Other characters with solo series rarely last more than a couple of years. In the past five years there have been solo series for the B-list male solo heroes of Ant-Man, Black Panther, Blade, Cable, Daken, Ghost Rider, Hawkeye, Hercules, Iron First, Moon Knight, and War Machine. None of them are being published today (bar Moon Knight, which is ending in a couple of issues). There's a few ones recently launched (Scarlet Spider, Venom and Winter Soldier), but I would be honestly surprised if these went on to long runs. The success of all these niche ongoings seems to be directly related to the creative team, and they often fail when that's changed, or sometimes they simply don't look for a replacement. In that context, Ms. Marvel and She-Hulk were very successful runs. As Marvel retreats into so-called "family branding", with most books called X-Men, Avengers, or associated with one of the Big Eight Marvel Characters in Pop Culture, the casualty is less scope for female solo ongoings. There's a bit of a random walk going on with the other titles, and that the number ended up being 0 for a few months rather than scraping in at 1 or 2, as it had managed essentially by chance since Ms. Marvel and She-Hulk were cancelled, was bound to happen sooner or later.

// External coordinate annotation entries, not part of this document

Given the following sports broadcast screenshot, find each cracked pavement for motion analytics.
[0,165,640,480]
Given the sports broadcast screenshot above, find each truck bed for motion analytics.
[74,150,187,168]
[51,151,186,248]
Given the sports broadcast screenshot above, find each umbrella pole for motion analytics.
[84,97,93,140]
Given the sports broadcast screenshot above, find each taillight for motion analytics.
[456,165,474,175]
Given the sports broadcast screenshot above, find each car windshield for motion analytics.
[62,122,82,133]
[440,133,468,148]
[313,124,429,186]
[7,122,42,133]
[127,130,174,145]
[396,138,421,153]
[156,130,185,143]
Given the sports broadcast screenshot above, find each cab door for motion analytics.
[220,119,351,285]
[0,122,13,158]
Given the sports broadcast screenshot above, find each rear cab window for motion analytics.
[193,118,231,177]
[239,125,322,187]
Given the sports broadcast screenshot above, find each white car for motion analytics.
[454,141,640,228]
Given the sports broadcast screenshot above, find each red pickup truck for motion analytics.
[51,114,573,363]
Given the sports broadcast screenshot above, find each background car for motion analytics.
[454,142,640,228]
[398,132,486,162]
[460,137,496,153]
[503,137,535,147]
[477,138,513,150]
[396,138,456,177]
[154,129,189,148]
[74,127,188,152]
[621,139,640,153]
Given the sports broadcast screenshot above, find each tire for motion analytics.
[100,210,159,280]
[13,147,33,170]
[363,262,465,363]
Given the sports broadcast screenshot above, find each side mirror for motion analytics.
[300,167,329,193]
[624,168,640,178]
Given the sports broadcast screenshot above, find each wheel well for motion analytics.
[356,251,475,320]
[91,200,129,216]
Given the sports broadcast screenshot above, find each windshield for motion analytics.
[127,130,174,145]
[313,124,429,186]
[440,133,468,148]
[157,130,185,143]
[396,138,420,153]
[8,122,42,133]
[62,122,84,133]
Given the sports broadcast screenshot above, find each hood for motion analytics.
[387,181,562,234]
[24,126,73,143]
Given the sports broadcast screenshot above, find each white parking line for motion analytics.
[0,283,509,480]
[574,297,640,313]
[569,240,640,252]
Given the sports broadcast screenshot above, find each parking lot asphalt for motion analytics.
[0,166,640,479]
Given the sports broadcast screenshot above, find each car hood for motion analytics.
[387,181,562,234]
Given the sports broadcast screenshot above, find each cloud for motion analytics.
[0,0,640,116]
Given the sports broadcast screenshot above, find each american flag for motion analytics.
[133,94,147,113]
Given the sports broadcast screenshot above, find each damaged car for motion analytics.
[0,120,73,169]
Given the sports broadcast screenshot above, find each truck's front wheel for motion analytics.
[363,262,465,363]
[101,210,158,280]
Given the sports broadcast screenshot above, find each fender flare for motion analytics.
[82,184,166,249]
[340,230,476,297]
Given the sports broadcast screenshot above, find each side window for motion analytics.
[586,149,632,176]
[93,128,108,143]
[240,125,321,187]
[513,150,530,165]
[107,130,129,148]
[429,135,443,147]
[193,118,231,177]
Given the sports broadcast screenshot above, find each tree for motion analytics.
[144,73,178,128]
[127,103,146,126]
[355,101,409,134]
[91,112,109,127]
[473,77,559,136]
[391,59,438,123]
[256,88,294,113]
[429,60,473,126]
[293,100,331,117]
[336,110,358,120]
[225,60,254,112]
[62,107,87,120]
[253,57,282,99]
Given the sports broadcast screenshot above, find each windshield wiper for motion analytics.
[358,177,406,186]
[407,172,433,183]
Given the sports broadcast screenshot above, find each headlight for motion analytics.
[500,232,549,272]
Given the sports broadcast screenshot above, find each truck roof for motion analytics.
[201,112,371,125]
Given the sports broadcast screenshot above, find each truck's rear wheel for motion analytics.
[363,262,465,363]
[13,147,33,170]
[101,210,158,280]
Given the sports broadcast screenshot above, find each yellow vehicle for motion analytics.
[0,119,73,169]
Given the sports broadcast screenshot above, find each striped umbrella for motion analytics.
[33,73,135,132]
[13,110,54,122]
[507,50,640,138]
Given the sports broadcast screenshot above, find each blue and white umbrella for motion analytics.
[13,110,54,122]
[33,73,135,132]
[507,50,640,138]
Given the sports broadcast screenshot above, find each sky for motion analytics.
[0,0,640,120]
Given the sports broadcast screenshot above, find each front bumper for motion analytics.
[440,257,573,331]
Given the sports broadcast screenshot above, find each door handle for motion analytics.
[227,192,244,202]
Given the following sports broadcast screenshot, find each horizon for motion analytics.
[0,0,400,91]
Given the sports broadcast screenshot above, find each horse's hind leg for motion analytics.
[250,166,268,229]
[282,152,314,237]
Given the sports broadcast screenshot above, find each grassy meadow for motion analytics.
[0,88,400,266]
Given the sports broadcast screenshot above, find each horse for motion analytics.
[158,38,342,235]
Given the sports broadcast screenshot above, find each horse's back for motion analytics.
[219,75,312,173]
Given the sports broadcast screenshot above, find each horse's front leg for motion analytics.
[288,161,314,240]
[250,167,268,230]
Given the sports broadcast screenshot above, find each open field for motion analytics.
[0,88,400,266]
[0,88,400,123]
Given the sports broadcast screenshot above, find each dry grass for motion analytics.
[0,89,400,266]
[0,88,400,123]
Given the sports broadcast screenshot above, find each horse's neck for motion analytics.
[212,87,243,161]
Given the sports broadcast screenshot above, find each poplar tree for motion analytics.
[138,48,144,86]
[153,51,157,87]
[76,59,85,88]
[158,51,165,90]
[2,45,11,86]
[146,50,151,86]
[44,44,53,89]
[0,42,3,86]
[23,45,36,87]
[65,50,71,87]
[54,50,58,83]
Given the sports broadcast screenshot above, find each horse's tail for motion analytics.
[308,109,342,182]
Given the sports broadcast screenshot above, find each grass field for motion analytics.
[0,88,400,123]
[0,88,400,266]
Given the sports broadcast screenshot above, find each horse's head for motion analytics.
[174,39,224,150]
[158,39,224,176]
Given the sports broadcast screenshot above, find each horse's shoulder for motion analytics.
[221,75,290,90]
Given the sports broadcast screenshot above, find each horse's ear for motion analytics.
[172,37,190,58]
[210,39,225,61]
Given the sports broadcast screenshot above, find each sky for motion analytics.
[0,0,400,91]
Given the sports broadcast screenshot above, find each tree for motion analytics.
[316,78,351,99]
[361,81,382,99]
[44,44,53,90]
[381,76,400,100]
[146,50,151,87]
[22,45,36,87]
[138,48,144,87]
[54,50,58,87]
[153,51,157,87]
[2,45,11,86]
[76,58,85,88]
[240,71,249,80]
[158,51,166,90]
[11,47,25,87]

So, what's going on at the Distinguished Competition? They have five female solo titles in the New 52 - Wonder Woman, Supergirl, Batgirl, Batwoman, and Catwoman. Of these, Wonder Woman is that much more an important character to DC not because of modern decisions by the publisher, but by simple good fortune of her being a Golden Age character with continuous publication. She is not a "legacy" character or a member of a supporting cast given a spin-off book. Unlike the other four - three of which are Bat-family books. So I'd argue that it's not that DC's present management is necessarily any better at this, but they've been dealt a better historical situation.

What can be done? Well, launching a new Carol Danvers title is definitely a good start. She's the closest thing Marvel have to a female A-lister. Steering creative teams towards revamping female characters is a positive thing - if a relaunch can everyone very excited about Iron Fist, surely this can be done with anyone... And perhaps part of the answer is also events and the contents of the team books. Ms. Marvel had prominent roles in Civil War and Secret Invasion, as Iron Man's second-in-command. Siege and especially Fear Itself were more boys' clubs. Story points and premises for new runs often come out of these - Reed's Ms. Marvel itself launched from House of M. If in Fear Itself, it was She-Hulk who become the hammer-wielding worldbreaker of Nul instead of Hulk, would we be seeing a Jason Aaron-penned series about her redemptive quest now? And why are we seeing a Winter Soldier ongoing launch rather than a Black Widow? Because of Ed Brubaker, because of the story choices that were made ages back, when Bucky was picked as substitute Captain America rather than another member of the supporting cast, such as Sharon Carter (Agent 13).

The upcoming Avengers vs. X-Men series at least features Hope and Wanda prominently. They've cancelled Generation Hope - a semi-solo title - I suppose a Scarlet Witch ongoing launching out of that is too much to ask for, eh? But I suspect the sad fact is that this is all managed decline, and that there's simply never going to be another breakout character - nobody will ever join those six or eight characters that Marvel feels obliged to keep going no matter what. But there's certainly room, with a good push, for a midlist Captain Marvel title that will last a number of years.